A definitive agreement to sell a significant acreage package (in Marcellus and Utica located in southwestern Pennsylvania) has been signed by Chesapeake Energy. EQT Corporation will acquire approximately 99,000 net acres of the Marcellus and Utica shales and 10 horizontal Marcellus wells. These assets are located in Washington County Pennsylvania and will be purchased for approximately $113 million from Chesapeake and Statoil.
EQT disclosed key information about the transaction which explained the valuation of acreage in some of the more sought-after areas. Fifty three million of the total purchase price will be allocated to the existing 10 Marcellus wells and the remaining $60 million will be for the undeveloped acreage, according to EQT.
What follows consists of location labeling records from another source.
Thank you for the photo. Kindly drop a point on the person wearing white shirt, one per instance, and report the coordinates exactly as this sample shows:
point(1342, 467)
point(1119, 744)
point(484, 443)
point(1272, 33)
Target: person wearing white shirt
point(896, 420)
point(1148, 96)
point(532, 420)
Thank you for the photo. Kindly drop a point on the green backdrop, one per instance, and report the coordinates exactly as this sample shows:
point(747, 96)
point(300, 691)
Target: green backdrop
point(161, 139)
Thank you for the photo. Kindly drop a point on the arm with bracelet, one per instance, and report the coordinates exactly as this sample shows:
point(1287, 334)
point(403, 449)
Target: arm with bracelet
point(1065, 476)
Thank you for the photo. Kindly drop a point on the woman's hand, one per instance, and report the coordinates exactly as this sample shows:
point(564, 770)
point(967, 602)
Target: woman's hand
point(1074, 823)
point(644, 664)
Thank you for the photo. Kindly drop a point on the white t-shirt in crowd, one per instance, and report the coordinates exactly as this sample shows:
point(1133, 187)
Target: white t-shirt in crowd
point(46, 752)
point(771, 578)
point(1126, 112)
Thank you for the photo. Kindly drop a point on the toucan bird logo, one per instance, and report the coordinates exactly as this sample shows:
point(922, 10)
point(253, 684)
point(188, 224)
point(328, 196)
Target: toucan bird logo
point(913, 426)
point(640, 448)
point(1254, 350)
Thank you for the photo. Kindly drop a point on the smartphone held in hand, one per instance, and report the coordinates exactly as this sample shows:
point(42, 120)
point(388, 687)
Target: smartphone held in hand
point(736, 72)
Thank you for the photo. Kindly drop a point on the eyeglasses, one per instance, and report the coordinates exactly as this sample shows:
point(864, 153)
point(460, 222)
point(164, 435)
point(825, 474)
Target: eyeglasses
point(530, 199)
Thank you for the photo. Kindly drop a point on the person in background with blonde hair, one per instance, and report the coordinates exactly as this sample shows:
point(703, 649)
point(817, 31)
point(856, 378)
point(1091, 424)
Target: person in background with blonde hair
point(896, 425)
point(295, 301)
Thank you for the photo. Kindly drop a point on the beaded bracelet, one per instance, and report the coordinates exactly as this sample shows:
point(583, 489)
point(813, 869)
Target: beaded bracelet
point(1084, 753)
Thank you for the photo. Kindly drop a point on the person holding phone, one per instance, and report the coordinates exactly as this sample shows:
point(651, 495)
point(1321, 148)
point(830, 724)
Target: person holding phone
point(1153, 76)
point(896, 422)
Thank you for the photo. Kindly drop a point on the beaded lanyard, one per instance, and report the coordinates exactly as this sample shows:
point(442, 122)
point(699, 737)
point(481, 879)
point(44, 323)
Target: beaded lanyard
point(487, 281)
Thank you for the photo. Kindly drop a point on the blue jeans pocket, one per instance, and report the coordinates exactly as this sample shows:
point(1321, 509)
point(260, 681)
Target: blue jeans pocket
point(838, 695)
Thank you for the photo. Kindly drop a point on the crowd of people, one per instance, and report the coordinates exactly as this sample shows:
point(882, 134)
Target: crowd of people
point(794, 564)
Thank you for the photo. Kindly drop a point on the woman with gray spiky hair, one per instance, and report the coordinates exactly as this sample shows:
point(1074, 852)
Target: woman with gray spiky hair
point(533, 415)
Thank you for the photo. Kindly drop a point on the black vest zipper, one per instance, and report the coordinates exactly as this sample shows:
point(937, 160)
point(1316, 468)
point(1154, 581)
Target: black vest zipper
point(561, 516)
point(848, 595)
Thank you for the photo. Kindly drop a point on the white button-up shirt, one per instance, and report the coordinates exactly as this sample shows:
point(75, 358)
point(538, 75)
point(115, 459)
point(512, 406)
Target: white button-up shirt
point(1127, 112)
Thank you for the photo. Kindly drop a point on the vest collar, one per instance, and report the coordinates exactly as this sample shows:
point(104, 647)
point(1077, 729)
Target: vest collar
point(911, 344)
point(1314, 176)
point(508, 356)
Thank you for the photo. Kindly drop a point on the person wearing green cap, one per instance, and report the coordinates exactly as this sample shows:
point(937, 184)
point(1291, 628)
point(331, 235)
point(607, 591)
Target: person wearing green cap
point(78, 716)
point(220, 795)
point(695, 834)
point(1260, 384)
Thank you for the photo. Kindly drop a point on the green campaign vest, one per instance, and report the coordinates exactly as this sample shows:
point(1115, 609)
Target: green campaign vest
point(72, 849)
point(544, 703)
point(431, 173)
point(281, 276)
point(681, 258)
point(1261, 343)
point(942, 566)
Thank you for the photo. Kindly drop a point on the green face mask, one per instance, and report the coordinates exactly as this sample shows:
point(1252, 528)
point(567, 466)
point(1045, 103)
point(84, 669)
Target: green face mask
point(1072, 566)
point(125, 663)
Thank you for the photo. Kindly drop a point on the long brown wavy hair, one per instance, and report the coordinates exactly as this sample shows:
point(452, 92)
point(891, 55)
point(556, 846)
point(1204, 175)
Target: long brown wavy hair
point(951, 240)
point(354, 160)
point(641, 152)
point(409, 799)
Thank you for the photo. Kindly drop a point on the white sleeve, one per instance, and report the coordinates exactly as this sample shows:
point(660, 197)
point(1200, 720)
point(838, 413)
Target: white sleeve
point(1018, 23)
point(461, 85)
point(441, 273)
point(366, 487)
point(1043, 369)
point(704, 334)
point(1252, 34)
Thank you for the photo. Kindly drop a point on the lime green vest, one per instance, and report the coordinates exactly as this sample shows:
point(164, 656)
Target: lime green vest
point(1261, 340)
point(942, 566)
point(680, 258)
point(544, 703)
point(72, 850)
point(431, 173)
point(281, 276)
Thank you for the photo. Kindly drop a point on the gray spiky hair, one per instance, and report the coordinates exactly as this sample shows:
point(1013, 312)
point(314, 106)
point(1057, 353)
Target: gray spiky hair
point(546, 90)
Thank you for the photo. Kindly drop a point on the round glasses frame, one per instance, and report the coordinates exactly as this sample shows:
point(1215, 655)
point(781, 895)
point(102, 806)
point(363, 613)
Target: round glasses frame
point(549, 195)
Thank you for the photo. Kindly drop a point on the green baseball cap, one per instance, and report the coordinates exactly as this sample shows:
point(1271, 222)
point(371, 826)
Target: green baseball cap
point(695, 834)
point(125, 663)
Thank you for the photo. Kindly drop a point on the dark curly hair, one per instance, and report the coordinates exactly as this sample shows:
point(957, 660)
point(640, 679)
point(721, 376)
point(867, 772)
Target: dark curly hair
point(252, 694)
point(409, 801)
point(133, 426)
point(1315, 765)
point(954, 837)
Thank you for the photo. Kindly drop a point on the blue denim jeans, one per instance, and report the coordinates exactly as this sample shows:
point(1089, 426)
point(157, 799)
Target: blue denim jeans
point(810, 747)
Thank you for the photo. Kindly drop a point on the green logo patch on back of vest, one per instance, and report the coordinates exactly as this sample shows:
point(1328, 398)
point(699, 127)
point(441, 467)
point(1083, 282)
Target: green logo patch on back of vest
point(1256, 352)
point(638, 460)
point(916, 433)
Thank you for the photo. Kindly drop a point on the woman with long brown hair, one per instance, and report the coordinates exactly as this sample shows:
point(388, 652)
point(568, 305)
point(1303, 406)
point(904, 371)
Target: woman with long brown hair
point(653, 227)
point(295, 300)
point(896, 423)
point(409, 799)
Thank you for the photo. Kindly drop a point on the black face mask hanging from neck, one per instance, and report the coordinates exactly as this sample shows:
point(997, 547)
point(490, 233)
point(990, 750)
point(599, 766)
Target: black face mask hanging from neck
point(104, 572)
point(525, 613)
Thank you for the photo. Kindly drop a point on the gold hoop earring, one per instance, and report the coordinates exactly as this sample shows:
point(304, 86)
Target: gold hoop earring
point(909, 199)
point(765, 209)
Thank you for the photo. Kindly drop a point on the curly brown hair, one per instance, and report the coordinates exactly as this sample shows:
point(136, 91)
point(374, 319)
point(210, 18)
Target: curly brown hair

Three of the Marcellus wells are currently producing and the remaining seven will be online by the end of 2013. The average lateral length of the existing wells is 4200 feet that’s a total of approximately 54.0 BCFE of proven developed reserves. This disclosure helps us estimate the expected EUR’s of the acquired wells. Say for instance that the three producing wells have remaining reserves of 2 to 4 BCS each and that the seven remaining wells are in the 6 to 7 BCF per well range.
Developed reserves of approximately $1.00 MCFE are confirmed by the transaction values. Let’s assume that the seven nonproducing wells are complete and are currently waiting on pipeline. A discount rate in a 12 to 15 percent range are implied by the price. If the wells are cased and have not been completed, the implied discount rate is closer to 10 percent, based on current commodity strip pricing.
Sixty seven thousand Marcellus acres and 32,000 dry Utica acres are included in the acquisition. EQT is expecting that 42,000 Marcellus acres will not be developed due to near-term lease expirations. The remaining 25,000 Marcellus acres are located in Washington, Greene, and Allegheny counties which is within EQT’s core Marcellus development. This core acreage will contribute to the company’s development using its preferred method of well pad drilling and extended laterals.
Based on these assumptions, the 56,000 undeveloped Marcellus and Utica acres are valued at approximately $1,071 per acre, excluding the 42,000 expiring acres. The valuation implies $2,400 per undeveloped acre if only the 25,000 core Marcellus acres are counted. Both valuations are substantially lower than transactions which preceded this one a few years ago, which were priced between $4,000 an $5,000 per acre or higher.
This deal certainly eludes to a buyer’s market in US oil and gas mergers and acquisitions.